Все было почти так же, как я и ожидал. Приятель сказал все предполагаемые мною слова, только работы мои не взял, а предложил занести их в какой-то кабинет, куда я не пошел, потому что не хотелось до конца следовать назначенному року. Я вернулся домой, включил компьютер и замер, глядя на дешевые шторы, которые обреченно свисали с карнизов на окнах. Жужжала громадная бестолковая муха. Помигивал автоответчик. Издавал стандартные звуки windows мой электронный приятель. Где ты бродишь, читатель? Как до тебя добраться?

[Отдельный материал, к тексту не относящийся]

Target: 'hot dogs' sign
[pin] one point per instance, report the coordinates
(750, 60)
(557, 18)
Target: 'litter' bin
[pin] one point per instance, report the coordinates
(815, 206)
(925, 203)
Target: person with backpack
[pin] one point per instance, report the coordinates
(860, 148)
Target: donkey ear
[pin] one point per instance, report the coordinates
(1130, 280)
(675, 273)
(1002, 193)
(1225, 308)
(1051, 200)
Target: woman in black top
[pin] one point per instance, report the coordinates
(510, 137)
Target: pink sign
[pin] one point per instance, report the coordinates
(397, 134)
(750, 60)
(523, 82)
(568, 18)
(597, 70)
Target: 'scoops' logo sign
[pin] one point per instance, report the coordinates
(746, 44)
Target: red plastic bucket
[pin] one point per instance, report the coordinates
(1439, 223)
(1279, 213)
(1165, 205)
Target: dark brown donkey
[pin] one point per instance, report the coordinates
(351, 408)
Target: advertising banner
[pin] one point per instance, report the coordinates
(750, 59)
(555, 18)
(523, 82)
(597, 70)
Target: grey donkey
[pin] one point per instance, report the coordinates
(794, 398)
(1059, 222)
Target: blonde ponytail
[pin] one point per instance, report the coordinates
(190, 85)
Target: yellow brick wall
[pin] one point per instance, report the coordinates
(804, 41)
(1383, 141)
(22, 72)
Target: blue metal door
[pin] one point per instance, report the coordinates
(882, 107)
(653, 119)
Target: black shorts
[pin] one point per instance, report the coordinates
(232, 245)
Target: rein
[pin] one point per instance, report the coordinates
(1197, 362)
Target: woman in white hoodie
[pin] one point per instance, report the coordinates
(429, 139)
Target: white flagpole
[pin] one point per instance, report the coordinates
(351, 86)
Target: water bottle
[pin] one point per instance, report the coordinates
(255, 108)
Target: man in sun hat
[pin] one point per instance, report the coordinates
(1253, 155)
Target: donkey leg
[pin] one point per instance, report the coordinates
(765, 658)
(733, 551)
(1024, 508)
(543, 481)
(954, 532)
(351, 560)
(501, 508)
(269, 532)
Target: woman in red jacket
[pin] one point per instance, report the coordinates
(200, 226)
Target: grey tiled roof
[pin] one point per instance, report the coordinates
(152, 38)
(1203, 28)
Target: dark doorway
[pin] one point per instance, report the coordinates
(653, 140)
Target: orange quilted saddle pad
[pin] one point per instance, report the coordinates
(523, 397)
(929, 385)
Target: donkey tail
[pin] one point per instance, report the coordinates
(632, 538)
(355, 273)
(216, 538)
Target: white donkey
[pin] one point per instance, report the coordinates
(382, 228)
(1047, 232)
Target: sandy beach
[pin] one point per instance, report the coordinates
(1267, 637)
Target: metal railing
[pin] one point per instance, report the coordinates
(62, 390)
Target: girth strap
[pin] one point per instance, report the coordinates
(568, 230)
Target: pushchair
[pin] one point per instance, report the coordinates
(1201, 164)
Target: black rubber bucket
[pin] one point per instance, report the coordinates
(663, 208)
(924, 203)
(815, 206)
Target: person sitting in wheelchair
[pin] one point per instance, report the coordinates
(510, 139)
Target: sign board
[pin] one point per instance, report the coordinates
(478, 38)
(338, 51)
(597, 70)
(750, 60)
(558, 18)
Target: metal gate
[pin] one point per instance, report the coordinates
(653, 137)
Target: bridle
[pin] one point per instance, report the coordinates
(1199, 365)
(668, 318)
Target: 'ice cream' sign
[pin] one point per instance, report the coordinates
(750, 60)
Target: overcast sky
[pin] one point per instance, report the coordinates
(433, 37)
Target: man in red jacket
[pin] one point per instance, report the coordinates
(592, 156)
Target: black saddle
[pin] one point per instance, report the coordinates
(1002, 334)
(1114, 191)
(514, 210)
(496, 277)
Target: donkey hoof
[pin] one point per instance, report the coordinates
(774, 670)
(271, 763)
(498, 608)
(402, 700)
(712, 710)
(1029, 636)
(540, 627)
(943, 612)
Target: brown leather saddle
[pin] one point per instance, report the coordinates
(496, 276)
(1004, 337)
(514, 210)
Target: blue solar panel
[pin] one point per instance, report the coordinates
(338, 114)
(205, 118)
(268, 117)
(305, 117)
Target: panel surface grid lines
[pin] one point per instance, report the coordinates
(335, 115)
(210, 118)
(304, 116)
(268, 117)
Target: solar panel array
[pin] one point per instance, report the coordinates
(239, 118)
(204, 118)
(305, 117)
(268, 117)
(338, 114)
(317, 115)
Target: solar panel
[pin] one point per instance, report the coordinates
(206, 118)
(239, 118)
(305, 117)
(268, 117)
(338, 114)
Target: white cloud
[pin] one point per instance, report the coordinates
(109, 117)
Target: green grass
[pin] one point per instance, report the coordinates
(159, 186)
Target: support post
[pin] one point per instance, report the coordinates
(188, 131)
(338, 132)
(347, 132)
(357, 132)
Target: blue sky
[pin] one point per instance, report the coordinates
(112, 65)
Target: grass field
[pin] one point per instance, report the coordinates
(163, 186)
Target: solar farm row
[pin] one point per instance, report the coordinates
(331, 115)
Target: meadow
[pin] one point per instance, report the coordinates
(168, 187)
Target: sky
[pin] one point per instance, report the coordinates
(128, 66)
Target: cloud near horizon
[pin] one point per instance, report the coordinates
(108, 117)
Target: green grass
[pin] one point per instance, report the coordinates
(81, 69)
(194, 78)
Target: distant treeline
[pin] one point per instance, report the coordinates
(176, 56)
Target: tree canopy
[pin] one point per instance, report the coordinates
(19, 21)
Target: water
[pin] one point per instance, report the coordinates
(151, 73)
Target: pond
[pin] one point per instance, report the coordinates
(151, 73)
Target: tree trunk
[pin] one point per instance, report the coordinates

Хотя бы для того, чтобы получить безапелляционное «нет» из твоих уст, а не от посредников, которые считают, что истории из жизни отморозков тебе интереснее всего. Или это действительно так? Ведь производится то, что покупается? Может быть, добавить крови, стрельбы, распахнутых вагин и нерасслабляемых пенисов? Чтобы глаза повылазили из орбит от удовольствия. Не выйдет. Нужно отмотать обратно почти весь сороковник, чтобы избежать сделанных самому себе прививок от безвкусицы и пустоты. Да и тогда вряд ли получится. И зачем? Добавить несколько капель дерьма в море разливанное? Кто это заметит?